Data from the Office of the Australian Information Commissioner (OAIC) reveals that last year it received 812 notifications as part of the mandatory breach reporting regime.
The OAIC today released its quarterly report on the Notifiable Data Breaches regime covering reports it received in the last three months of 2018.
In the October to December period the privacy watchdog said it received 262 breach notifications — a 7 per cent rise on the tally from the prior quarter. It was the highest number of notifications that the office has received in a single quarter since the scheme commenced in late February 2018.
Close to two-thirds of the breaches were attributed to malicious or criminal attacks, while 33 per cent involved human error (3 per cent were related to system faults, according to the reports received by the OAIC).
While most breaches affected 5000 people or less, six affected more than 25,000 — including one that fell into the OAIC’s top category of 1 million to 10 million people affected.
In December, international hotel chain Marriott revealed that up to 500 million former guests had been affected by a data breach. In November, Dell said that it had reset passwords for all Dell.com accounts after intruders sought to access customer data; the computer-maker said the attackers were unsuccessful in stealing data, however.

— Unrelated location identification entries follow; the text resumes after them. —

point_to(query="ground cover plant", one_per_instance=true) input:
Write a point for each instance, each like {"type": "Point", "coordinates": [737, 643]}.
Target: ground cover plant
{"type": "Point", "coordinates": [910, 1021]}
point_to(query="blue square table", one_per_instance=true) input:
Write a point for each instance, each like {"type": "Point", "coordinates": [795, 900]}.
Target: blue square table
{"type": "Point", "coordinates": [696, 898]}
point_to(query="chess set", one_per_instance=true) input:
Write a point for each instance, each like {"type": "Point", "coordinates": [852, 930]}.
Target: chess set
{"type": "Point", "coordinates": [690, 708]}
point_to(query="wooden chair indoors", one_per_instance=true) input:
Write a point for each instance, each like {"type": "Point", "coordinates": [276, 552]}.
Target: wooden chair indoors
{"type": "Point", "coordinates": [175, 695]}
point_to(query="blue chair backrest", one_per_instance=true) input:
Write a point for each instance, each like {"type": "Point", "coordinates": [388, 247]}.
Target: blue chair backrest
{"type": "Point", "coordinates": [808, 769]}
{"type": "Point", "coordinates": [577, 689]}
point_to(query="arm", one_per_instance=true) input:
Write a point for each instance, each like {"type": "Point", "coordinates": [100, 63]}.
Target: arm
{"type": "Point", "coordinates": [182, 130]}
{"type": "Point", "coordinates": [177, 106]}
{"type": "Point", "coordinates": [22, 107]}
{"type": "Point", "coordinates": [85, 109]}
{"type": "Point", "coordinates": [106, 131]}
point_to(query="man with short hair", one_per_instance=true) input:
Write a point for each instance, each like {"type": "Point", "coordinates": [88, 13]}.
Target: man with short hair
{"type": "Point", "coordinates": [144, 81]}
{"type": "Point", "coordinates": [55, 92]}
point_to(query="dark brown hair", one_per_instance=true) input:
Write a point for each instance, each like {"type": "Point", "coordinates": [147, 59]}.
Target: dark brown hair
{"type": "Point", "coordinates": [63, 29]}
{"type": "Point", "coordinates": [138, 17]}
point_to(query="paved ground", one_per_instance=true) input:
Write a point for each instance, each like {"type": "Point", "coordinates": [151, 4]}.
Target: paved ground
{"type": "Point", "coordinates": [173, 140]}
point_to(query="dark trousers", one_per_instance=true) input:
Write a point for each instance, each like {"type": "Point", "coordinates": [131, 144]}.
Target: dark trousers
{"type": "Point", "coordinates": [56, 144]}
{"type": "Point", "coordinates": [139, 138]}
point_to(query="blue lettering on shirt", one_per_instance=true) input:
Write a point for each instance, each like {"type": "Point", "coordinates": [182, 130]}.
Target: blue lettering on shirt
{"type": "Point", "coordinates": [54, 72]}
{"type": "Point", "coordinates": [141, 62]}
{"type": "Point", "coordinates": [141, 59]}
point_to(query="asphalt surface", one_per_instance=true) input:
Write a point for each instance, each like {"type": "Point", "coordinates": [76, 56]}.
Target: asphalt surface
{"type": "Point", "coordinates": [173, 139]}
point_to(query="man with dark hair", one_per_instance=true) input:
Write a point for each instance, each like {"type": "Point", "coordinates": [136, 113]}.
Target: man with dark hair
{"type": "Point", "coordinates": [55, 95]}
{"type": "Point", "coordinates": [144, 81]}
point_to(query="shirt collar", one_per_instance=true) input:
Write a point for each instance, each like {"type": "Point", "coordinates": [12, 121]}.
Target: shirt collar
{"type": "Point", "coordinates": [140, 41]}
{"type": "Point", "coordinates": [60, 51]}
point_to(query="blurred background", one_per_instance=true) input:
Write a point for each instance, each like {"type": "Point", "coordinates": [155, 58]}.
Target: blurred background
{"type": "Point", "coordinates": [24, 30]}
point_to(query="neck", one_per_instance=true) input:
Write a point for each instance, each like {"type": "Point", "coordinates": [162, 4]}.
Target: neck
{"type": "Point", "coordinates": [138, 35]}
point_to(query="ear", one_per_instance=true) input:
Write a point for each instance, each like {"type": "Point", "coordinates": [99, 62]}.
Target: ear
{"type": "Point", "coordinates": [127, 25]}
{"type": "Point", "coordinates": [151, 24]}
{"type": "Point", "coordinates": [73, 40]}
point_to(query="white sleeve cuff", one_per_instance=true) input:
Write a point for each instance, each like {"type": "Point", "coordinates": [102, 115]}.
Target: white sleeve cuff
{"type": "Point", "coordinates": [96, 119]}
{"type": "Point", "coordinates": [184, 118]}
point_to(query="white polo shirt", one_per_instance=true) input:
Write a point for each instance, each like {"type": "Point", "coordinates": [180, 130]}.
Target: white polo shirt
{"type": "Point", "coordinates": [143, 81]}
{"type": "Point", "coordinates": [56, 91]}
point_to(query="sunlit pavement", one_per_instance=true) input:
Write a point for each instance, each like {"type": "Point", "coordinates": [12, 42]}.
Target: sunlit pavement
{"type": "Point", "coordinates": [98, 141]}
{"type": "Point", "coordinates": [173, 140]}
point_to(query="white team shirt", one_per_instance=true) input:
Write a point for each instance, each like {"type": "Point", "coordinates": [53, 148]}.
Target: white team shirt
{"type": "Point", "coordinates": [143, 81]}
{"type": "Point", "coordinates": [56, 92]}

Shipbuilder Austal in November announced that its management systems had been breached “by an unknown offender”. Austal said that some staff contact details were accessed during the incident.
The health sector retained its position as the leading source of data breaches, with the OAIC receiving 54 reports from health service providers. It was followed by the finance sector (40 notifications); legal, accounting and management services (23), education (21), and mining and manufacturing (12).
Of the 168 breaches that involved malicious or criminal attacks, 114 involved a “cyber incident” — with phishing, again, the most effective attack vector.
The NDB scheme requires the OAIC to be notified if a breach is likely to result in serious harm.
“Preventing data breaches and improving cyber security must be a primary concern for any organisation entrusted with people’s personal information,” Australian Information Commissioner and Privacy Commissioner Angelene Falk said in a statement.
“Employees need to be made aware of the common tricks used by cyber criminals to steal usernames and passwords.
“The OAIC works with the Australian Cyber Security Centre to provide prevention strategies for organisations, including regularly resetting and not reusing passwords.”